Monday, May 9, 2016

Q&A: Accomodating Requests for Support Animals





Q:           I live in a condo. We are having some issues with residents that are moving into the building and requesting a companion dog. They always say they can a letter from their doctor.  Please advise, your help is greatly appreciated.

A:      The Federal Fair Housing Amendments Act (FHAA) requires “housing providers,” such as a condominium association, to make “reasonable accommodations” to disabled persons in rules, policies, practices or services when such accommodations may be necessary to afford a person with a disability the equal opportunity to use and enjoy a dwelling.  New Jersey’s Law Against Discrimination similarly requires accommodation of the disabled.  Decisions of federal and state courts in interpreting these laws have held that in certain instances housing providers must accommodate those with a legitimate physical or emotional disability requiring the support or assistance of an animal regardless of any restrictions on pets in the governing documents.  That said, a “letter from their doctor” is not necessarily sufficient to establish that a resident suffers from a legitimate disability requiring the support or assistance of an animal.  
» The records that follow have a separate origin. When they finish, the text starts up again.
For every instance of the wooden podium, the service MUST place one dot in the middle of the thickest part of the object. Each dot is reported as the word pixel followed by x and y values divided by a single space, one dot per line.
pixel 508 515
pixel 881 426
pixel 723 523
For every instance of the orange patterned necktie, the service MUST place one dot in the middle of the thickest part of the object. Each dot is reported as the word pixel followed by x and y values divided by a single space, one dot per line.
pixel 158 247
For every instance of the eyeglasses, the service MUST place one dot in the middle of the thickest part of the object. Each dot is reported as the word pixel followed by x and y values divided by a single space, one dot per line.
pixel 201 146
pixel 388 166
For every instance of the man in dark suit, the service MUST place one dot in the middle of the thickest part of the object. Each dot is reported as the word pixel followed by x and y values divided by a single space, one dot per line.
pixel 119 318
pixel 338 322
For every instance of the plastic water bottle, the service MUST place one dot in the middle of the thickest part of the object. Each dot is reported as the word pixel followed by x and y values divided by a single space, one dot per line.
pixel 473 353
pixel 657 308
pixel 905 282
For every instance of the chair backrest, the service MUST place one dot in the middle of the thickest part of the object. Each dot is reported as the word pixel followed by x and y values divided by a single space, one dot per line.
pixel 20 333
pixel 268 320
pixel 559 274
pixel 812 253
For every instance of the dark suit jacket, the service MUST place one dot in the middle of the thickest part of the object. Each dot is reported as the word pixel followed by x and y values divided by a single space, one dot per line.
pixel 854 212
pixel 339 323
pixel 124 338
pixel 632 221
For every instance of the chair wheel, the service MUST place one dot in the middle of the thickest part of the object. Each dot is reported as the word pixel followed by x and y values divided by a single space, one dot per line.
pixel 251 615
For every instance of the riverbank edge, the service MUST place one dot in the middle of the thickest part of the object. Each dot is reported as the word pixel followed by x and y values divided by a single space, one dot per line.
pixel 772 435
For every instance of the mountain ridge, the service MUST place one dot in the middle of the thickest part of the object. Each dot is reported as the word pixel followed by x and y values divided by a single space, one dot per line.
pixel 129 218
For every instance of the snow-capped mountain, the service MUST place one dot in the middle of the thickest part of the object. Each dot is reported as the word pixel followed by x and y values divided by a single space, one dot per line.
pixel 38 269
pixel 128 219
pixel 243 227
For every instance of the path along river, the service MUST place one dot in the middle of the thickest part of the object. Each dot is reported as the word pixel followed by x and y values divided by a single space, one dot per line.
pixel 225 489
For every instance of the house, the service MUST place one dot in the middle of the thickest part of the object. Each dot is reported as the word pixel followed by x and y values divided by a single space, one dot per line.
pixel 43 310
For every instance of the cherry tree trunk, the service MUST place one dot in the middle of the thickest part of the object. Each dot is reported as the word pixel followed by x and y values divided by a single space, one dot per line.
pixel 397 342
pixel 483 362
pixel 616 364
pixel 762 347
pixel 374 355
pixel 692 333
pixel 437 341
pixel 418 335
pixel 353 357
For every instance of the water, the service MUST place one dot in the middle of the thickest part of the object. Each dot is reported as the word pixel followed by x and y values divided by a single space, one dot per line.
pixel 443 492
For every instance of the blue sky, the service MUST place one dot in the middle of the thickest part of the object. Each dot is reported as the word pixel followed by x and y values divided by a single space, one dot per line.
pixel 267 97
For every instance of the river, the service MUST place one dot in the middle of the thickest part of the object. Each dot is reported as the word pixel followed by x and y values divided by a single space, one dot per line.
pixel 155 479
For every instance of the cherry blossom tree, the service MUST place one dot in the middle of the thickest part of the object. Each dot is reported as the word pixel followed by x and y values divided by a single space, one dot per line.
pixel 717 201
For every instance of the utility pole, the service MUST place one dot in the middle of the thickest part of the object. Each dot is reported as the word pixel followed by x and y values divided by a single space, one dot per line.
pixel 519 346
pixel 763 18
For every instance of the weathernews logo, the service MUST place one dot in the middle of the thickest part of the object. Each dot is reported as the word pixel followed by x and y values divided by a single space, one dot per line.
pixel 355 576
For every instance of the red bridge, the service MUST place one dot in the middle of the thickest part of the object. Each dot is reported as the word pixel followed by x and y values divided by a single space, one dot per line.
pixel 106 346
A governing board may require that residents requesting such an accommodation provide information and documentation sufficient enough to allow the board to reasonably establish that the resident: (1) suffers from a disability as defined by law; and, (2) requires the physical assistance or emotional support of an animal to accommodate their disability.  For example, amongst other things, the association may request a certification from a qualified treating professional certifying under the penalty of perjury that the resident’s disability meets the standards set forth by the FHAA and that no alternative accommodation exists.  

Ultimately, a request for an accommodation of a physical or emotional disability is not something a governing board should take lightly.  The failure to make a reasonable accommodation of a disability is considered discrimination.  Therefore, even if the governing board believes that the resident does not suffer from a disability or the resident making the request is unwilling to provide information or documentation, the advice of legal counsel should be sought before declining a request for an emotional support animal.